How to use barrier for thread synchronization

You have four workers processing chunks of a video frame. Each worker finishes at a different speed. If you render the frame before everyone is done, you get a glitched mess. If you wait for the slowest one manually, you waste CPU cycles spinning. You need a gate that stays shut until every worker arrives, then opens all at once. That is what std::sync::Barrier does.

The revolving door analogy

Think of a barrier like a revolving door in a secure building. The door won't turn until exactly four people step into the slots. Three people can stand there forever, but the door stays locked. The moment the fourth person arrives, the mechanism engages, the door spins, and everyone moves to the next room simultaneously.

The barrier tracks how many threads have arrived. It blocks each thread until the count matches the total. Then it releases them all. The barrier doesn't care about the order. It only cares about the count.

Minimal example

use std::sync::{Arc, Barrier};
use std::thread;

fn main() {
    // Create a barrier for 4 threads.
    // The barrier lives on the heap via Arc so threads can share it.
    let barrier = Arc::new(Barrier::new(4));

    let mut handles = vec![];

    // Spawn 4 threads, each getting a clone of the Arc.
    for i in 0..4 {
        // Convention: Use Arc::clone to signal pointer cloning, not deep cloning.
        let b = Arc::clone(&barrier);
        let handle = thread::spawn(move || {
            println!("Thread {i} is working...");
            
            // Block here until all 4 threads call wait().
            b.wait();
            
            println!("Thread {i} passed the barrier!");
        });
        handles.push(handle);
    }

    // Wait for threads to finish.
    for h in handles {
        h.join().unwrap();
    }
}

The community prefers Arc::clone(&barrier) over barrier.clone(). Both compile, but the explicit form signals to readers that you are cloning the smart pointer, not the underlying data. It prevents confusion with deep clones.

What happens at runtime

When you call Barrier::new(4), the barrier allocates internal state and sets a target count of four. Each thread calls wait(). The first three threads to arrive park themselves. They stop executing and release the CPU. The operating system can schedule other tasks.

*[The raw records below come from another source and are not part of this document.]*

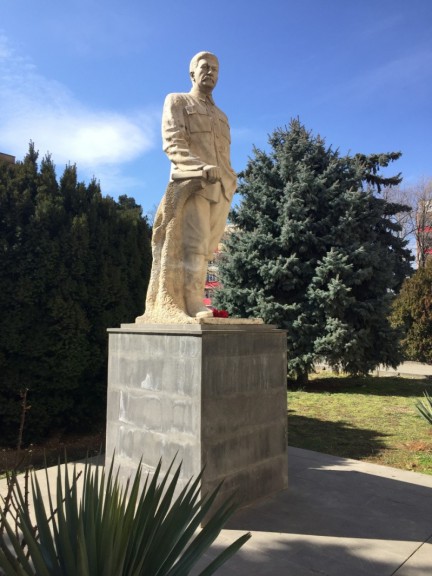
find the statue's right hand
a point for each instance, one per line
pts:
(212, 173)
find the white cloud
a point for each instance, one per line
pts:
(35, 108)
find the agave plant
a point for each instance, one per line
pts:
(105, 529)
(425, 407)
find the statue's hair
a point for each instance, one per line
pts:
(194, 62)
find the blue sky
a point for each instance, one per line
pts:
(86, 80)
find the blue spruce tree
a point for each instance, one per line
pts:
(315, 251)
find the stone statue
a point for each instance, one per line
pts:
(192, 215)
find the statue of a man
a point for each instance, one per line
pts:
(192, 215)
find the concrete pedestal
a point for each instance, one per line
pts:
(213, 394)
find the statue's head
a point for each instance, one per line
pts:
(204, 71)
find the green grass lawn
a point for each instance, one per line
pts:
(365, 418)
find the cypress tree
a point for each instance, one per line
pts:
(72, 264)
(412, 313)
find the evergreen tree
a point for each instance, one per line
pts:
(412, 312)
(72, 264)
(315, 252)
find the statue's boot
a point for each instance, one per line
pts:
(194, 275)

The fourth thread arrives, sees the count is full, and wakes up the other three. All four threads return from wait() and continue execution. The return value of wait() is a BarrierWaitResult. This struct tells you which thread is the "leader" for this round. The leader thread gets a BarrierWaitResult where is_leader() returns true. The others get false.

Trust the barrier to wake everyone up. You don't need to manage the wake-up logic.

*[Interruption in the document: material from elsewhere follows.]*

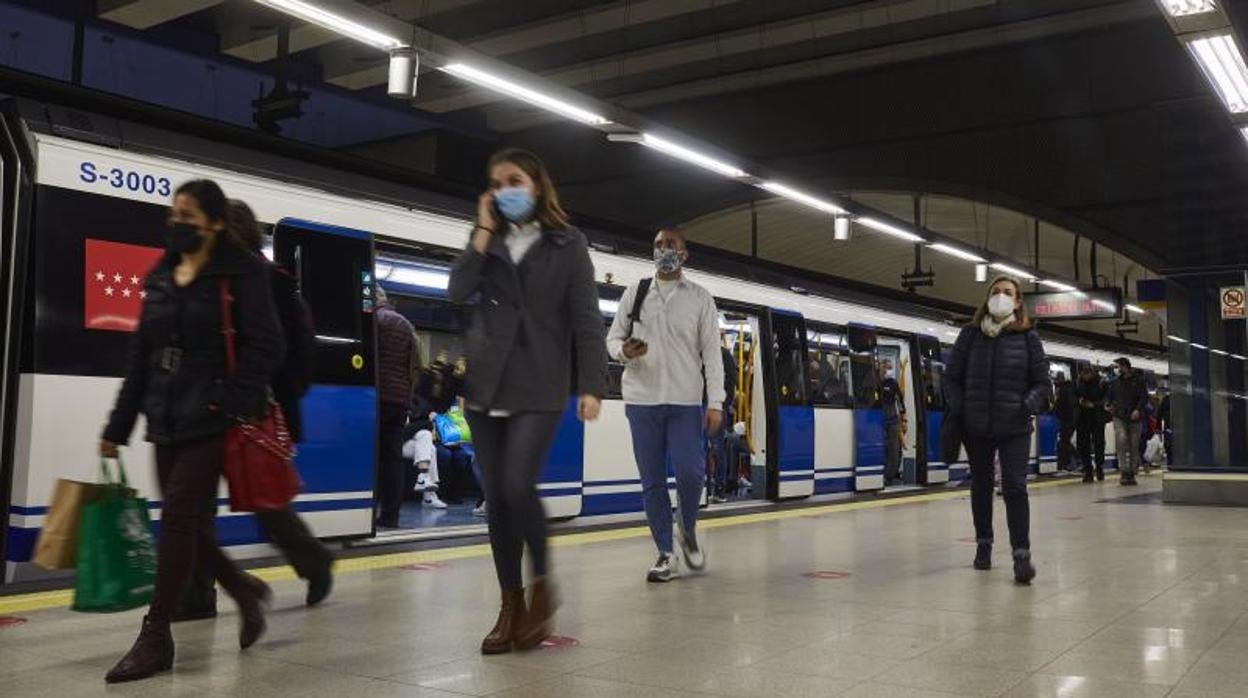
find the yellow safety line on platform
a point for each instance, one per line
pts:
(60, 598)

Realistic example: Two-phase computation

Barriers shine in pipelines where threads do independent work, then need to synchronize before a shared phase. The leader pattern lets you avoid a Mutex for post-barrier work.

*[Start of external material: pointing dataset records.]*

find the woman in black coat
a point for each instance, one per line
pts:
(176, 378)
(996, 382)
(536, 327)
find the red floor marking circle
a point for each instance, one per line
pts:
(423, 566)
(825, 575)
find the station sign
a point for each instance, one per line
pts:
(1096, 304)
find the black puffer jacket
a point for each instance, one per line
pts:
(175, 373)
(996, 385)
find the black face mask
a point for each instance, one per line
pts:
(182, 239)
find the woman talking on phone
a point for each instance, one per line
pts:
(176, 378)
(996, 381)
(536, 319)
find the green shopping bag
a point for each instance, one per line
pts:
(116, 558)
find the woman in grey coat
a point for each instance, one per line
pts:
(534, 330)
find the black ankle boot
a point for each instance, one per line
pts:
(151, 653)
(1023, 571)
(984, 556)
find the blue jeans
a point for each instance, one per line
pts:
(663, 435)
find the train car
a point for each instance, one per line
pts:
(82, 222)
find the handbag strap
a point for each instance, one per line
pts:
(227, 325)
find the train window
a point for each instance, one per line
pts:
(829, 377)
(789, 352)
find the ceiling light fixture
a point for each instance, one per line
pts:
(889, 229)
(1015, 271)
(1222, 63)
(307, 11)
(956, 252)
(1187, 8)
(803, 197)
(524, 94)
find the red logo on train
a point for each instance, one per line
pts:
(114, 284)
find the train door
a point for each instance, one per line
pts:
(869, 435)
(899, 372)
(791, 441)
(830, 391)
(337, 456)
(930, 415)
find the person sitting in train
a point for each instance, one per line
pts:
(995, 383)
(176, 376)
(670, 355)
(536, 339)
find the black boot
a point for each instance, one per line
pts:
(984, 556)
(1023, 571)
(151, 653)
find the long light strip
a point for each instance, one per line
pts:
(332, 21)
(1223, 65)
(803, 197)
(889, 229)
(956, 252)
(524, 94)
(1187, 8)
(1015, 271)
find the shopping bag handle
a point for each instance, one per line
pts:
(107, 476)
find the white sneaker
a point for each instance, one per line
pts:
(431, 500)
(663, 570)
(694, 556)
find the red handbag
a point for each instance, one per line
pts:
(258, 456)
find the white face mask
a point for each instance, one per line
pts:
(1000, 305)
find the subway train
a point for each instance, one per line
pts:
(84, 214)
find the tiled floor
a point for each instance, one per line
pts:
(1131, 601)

use std::sync::{Arc, Barrier};
use std::thread;

/// Simulates a two-phase parallel computation.
/// Phase 1: Independent work. Phase 2: Shared aggregation.
fn parallel_pipeline() {
    let num_threads = 3;
    // Barrier ensures Phase 2 starts only after all threads finish Phase 1.
    let barrier = Arc::new(Barrier::new(num_threads));

    let mut handles = vec![];

    for id in 0..num_threads {
        let b = Arc::clone(&barrier);
        let handle = thread::spawn(move || {
            // Phase 1: Do work independently.
            let result = id * 10;
            println!("Thread {id} computed {result}");

            // Synchronize: Wait for all threads to finish Phase 1.
            let wait_result = b.wait();

            // Phase 2: Only the leader aggregates results.
            // This avoids race conditions without a Mutex.
            if wait_result.is_leader() {
                println!("Leader thread {id} aggregating results...");
                // In real code, you'd access shared state here.
                // Since only one thread runs this block, no lock is needed.
            } else {
                println!("Thread {id} waiting for leader to finish aggregation.");
            }
        });
        handles.push(handle);
    }

    for h in handles {
        h.join().unwrap();
    }
}

If all threads try to lock a mutex after the barrier, you get a thundering herd. The threads wake up simultaneously and contend for the lock. The leader pattern serializes the work without the lock overhead. Only one thread does the work. The others skip the block. This is faster and simpler.

Use the leader thread to do one-time work. Skip the Mutex when only one thread needs to act.

Reusability

Barriers reset automatically. After all threads pass, the internal counter goes back to zero. You can call wait() again for the next phase. This makes barriers perfect for iterative algorithms like parallel matrix multiplication or simulation steps. You don't need to recreate the barrier every iteration.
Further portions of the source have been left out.